09. Juli, 2026

KI

Im Fokus: Innovationsfreundliche KI-Regulierung mit Volker Wissing

Im Fokus: Innovationsfreundliche KI-Regulierung mit Volker Wissing

Das zum August in Kraft getretene KI-Gesetz der EU steht in der Kritik. Bundesdigitalminister Volker Wissing (FDP) betont dessen Bedeutung, sieht jedoch auch Schwächen. „Ich hätte mir eine innovationsfreundlichere Regulierung gewünscht“, erklärt der FDP-Politiker in einem Interview. Dennoch erkennt er an, dass ein Kompromiss besser sei als gar keine Regulierung. Für Deutschland sei nun eine möglichst „bürokratiearme“ Umsetzung zentral.

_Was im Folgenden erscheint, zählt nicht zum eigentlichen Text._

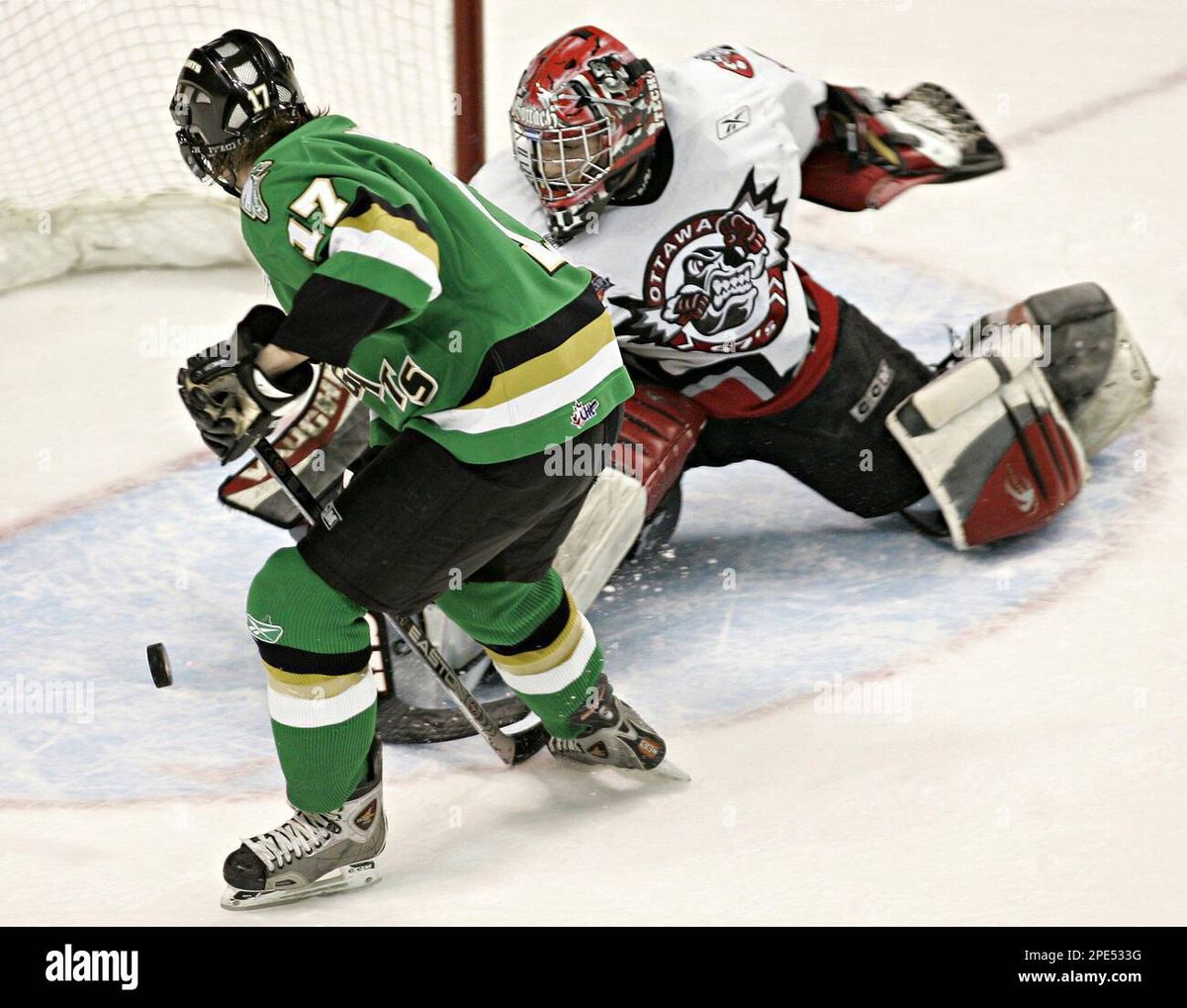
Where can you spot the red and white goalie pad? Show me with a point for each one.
(994, 446)
(871, 149)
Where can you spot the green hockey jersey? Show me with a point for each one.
(440, 312)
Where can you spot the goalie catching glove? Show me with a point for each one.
(871, 149)
(231, 402)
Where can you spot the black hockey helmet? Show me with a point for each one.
(227, 89)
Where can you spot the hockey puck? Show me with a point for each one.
(159, 666)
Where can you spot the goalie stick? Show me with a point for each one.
(511, 749)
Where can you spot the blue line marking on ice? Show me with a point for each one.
(767, 591)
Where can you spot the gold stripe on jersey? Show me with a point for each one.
(402, 229)
(543, 659)
(577, 350)
(312, 687)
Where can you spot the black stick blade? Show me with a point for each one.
(158, 664)
(529, 742)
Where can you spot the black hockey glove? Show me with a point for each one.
(232, 403)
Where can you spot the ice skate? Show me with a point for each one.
(315, 854)
(611, 734)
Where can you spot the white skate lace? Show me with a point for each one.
(302, 835)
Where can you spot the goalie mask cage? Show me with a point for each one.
(90, 175)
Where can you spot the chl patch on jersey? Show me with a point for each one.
(585, 412)
(250, 200)
(261, 629)
(728, 58)
(716, 280)
(729, 125)
(872, 396)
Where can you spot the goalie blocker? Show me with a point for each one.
(1001, 448)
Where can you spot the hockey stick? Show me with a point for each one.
(511, 749)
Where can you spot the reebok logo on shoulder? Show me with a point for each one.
(729, 125)
(270, 633)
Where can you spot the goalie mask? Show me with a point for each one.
(227, 90)
(586, 111)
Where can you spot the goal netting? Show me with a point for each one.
(90, 175)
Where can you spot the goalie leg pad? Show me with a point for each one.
(1092, 362)
(994, 446)
(659, 430)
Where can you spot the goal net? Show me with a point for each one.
(90, 176)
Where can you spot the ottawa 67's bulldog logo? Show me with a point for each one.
(715, 282)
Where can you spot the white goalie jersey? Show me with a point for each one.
(701, 289)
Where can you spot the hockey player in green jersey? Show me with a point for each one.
(479, 350)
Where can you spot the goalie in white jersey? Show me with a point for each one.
(678, 184)
(677, 187)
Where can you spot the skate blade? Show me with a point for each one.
(353, 876)
(670, 771)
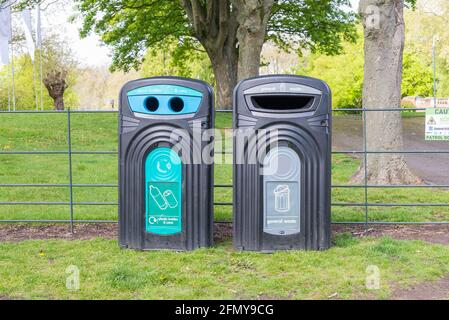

Wissing äußert Bedenken hinsichtlich der Sorge von KI-Entwicklern. „Startups möchten sich auf ihre Technologien konzentrieren, nicht auf rechtliche Fragen.“ Die Regeln müssen leicht umsetzbar sein. Wenn nicht klar sei, ob man auf der rechtssicheren Seite stehe, würde Europa als Standort unattraktiv.

Nach dem Inkrafttreten des KI-Gesetzes bleiben den EU-Mitgliedsstaaten zwei Jahre, um die Vorgaben in nationales Recht zu übertragen. Das Gesetz klassifiziert KI-Anwendungen nach Risikogruppen, wobei besonders risikoreiche Systeme strenge Anforderungen erfüllen müssen. Anwendungen, die gegen EU-Werte verstoßen, wie etwa Social Scoring, werden komplett verboten.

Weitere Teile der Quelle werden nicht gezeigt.